East African central banks forecast an increase in the prices of goods and services in the second half of this year, fuelled by a jump in the international prices of crude oil and the planned imposition of taxes on petroleum products and financial services by some countries.
The Bank of Uganda (BoU) Governor Emmanuel Tumusiime-Mutebile said the country’s inflation will rise gradually due to the planned increase in indirect taxes on fuel pump prices and financial services envisaged in the 2018/19 budget.
He said that although Uganda’s inflation is expected to stabilise at the medium-term target of 5 percent by the end of 2019, threats posed by the crude oil prices, food and the exchange rate could cause a surge in the cost of living.
Uganda’s inflation for April declined to 1.8 percent from 2 percent in March attributed to a reduction in food prices.
In Tanzania, April inflation decreased to 3.8 percent from 3.9 percent in March, due to a decline in food prices but there are fears that a surge in fuel prices would see an increase in the next few months.
“It is expected that the headline inflation will remain at single digit despite threats of an increase in commodity prices on the world market, in particular, rice and petroleum products,” said Bank of Tanzania.

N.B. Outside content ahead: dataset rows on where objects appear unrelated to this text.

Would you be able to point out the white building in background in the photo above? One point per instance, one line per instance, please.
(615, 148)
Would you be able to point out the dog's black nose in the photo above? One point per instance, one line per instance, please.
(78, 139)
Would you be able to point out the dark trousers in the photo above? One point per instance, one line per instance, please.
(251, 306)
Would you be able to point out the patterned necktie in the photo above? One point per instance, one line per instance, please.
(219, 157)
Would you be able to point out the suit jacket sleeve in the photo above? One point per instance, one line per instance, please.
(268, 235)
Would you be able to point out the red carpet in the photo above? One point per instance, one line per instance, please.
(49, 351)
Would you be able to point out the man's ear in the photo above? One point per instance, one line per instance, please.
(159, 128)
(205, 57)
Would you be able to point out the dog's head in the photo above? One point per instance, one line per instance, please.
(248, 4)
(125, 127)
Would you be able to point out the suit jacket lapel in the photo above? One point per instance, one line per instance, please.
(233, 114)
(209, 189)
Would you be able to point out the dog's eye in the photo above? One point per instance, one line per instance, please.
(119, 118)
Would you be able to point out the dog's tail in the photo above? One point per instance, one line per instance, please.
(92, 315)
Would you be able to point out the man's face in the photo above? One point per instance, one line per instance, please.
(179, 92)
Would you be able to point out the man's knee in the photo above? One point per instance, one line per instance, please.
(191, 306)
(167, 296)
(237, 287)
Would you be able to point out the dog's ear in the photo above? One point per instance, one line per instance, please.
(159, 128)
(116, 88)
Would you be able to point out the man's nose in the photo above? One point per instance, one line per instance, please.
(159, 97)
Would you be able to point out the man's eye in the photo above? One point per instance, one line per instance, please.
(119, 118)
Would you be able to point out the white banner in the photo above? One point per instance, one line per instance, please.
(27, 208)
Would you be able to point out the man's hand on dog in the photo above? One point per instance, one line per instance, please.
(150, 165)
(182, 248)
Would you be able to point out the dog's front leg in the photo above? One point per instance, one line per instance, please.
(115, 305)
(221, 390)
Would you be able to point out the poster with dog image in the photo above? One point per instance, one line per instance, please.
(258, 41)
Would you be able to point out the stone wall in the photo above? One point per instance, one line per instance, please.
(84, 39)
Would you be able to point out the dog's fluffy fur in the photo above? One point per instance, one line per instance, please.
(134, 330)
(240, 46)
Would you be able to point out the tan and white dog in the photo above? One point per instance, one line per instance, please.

In Kenya, the business community expects prices of goods and services to rise in the second half of this year occasioned by the growth in the international price of crude oil and the government’s plan to impose a 16 percent value added tax on petroleum products starting September.
The knock-on effect
A market survey by the Central Bank of Kenya carried out in March shows that financial institutions and other private businesses anticipate inflation to rise but would remain within the government target range of 2.5 percent to 7.5 percent.
“Respondents attributed the expected marginal upward pressure on inflation to higher international oil prices, and the likely impact of VAT on petroleum products, which is expected to be introduced in September 2018,” the CBK said.
Kenya’s inflation has gone down from 11.48 percent in April 2017 to 3.73 percent in April 2018, according to the Kenya National Bureau of Statistics.